Les premiers résultats de cette recherche sont attendus pour le second semestre 2016.
IMPORTANT : Bien qu’implantée dans des CAARUD spécifiques, l’intervention s’adresse à tous les usagers des territoires concernés s’ils ont plus de 18 ans, qu’ils ont injecté dans les trois derniers mois et qu’ils parlent français. La participation est indemnisée à hauteur de 15,00 euros à M1 et de 20,00 euros à M2. N’hésitez donc pas à promouvoir l’intervention auprès des personnes qui fréquentent vos structures et qui entrent dans ces critères d’inclusion. Plus la participation sera forte, plus les résultats de l’évaluation seront solides !
Sites Pilotes
- Caarud Aurore 93 CH R. Ballanger, Aulnay-sous-Bois
- Centre Planterose, Bordeaux
- Bus 31/32, Marseille
- Centre Les Wads, Metz
- P.R.O.S.E.S, Montreuil
- Centre Beaurepaire, Paris
- La boutique 18, Paris
Références bibliographiques
- AFR, Gaïa, PROSES, Sida Paroles, Médecins du Monde, 2012, Chasser le dragon. Comment fumer sur de l’alu, Brochure.
- Bandura A., 1977, Social Learning Theory, Englewood Cliffs, Prentice Hall.
- Hunt N., Griffiths P., Southwell M., Stillwell G., Strang J., 1999, « Preventing and curtailing injectiong drug use: a review of opportunities for developing and delivering route transition interventions », Drug and Acohol Review, vol. 18, pp. 441-451.

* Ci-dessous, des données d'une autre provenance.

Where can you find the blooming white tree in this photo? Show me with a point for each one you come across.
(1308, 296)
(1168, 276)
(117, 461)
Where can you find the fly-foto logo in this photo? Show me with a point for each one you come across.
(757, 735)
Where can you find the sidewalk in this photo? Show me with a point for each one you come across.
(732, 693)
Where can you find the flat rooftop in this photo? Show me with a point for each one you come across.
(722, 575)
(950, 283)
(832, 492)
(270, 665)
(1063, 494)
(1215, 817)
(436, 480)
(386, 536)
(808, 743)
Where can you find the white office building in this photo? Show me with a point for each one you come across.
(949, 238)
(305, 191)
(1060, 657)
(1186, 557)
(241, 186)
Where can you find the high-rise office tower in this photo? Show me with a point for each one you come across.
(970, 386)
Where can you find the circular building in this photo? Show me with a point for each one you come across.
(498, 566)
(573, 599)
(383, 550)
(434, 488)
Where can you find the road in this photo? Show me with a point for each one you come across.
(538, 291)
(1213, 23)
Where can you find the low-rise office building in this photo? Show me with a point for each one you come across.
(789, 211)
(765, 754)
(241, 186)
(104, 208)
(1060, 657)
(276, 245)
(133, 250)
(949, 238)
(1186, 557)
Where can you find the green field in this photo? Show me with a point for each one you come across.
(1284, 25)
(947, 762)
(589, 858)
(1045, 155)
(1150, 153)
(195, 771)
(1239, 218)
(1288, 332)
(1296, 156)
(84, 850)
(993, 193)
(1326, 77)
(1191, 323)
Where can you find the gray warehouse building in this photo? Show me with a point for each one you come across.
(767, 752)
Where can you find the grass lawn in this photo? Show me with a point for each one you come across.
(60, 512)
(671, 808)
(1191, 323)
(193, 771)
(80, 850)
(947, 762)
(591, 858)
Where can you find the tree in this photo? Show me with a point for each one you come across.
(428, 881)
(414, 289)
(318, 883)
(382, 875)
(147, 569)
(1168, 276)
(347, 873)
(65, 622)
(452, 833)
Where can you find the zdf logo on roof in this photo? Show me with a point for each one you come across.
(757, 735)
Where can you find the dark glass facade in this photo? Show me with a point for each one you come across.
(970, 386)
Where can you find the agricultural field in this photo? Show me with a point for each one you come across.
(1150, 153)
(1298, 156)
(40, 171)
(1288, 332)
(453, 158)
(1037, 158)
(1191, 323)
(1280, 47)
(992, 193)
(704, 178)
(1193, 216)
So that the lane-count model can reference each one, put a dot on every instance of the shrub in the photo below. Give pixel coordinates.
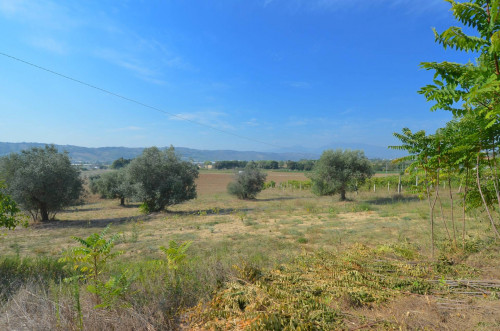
(248, 183)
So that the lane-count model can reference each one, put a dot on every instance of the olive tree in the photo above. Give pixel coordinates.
(161, 179)
(8, 210)
(340, 171)
(112, 185)
(41, 180)
(248, 182)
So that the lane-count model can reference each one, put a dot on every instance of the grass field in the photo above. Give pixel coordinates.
(242, 248)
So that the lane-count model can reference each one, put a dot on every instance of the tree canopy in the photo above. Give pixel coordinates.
(337, 172)
(468, 145)
(161, 179)
(8, 210)
(41, 180)
(248, 182)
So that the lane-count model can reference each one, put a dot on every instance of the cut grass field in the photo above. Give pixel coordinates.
(287, 232)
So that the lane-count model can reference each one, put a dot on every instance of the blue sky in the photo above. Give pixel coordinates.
(308, 73)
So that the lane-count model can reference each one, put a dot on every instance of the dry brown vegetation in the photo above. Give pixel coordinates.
(267, 233)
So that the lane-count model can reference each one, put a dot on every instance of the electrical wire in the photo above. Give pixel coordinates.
(136, 101)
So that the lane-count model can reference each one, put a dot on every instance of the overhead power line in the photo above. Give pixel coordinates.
(136, 101)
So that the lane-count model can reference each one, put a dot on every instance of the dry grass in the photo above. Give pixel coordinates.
(268, 231)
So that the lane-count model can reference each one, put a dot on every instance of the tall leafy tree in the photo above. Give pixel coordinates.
(337, 172)
(161, 179)
(8, 210)
(41, 180)
(472, 90)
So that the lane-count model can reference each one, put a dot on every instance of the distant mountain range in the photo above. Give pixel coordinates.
(109, 154)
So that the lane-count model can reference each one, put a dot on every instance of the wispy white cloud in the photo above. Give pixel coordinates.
(50, 44)
(210, 118)
(127, 128)
(252, 122)
(298, 84)
(411, 6)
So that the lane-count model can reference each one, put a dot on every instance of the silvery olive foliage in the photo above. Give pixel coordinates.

- Hunt N., Stillwell G., Taylor C., Griffiths P., 1998, « Evaluation of brief intervention to prevent initiation into injecting. » Drugs Education and Prevention Policy, vol. 5, pp. 185-194
- Inserm, 2010, Expertise collective. Réduction des risques infectieux chez les usagers de drogues, Paris, Inserm.
- Jauffret-Roustide M., Pillonel J., Weill-Barillet L., Léon L., Le Strat Y., Brunet S., Benoit T., Chauvin C., Lebreton M., Barin F., Semaille C., 2013, « Estimation de la séroprévalence du VIH et de l’hépatite C chez les usagers de drogues en France. Premiers résultats de l’enquête ANRS-Coquelicot 2011 », Bulletin épidémiologique hebdomadaire, n°39-40, pp. 504-509.

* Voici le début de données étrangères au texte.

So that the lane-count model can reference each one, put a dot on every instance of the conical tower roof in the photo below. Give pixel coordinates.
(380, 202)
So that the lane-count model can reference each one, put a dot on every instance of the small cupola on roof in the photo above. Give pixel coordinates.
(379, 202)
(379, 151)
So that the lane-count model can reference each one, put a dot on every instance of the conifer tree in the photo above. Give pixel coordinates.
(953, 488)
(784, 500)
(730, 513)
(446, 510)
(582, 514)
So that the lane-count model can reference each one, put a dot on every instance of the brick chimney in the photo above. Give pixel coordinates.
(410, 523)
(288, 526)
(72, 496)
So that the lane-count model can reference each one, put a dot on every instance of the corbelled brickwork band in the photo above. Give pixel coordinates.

- Lert F., 2006, « Peut-on stopper la transmission du virus de l’hépatite C chez les usagers de drogue ? », Revue d’épidémiologie et de santé publique, vol.54, n° spec. 1, pp. 1S61-1S67.
- Millner W.R. & Rollnick S., 2013, L’entretien motivationnel. Aider la personne à engager le changement, Paris, InterEditions – Dunod.
- Stilwell G., Hunt N., Taylor C., Griffiths P., 1999, « The modelling of injecting behaviour and initiation into injecting », Addiction, Research and Theory, vol.7, pp. 447-459.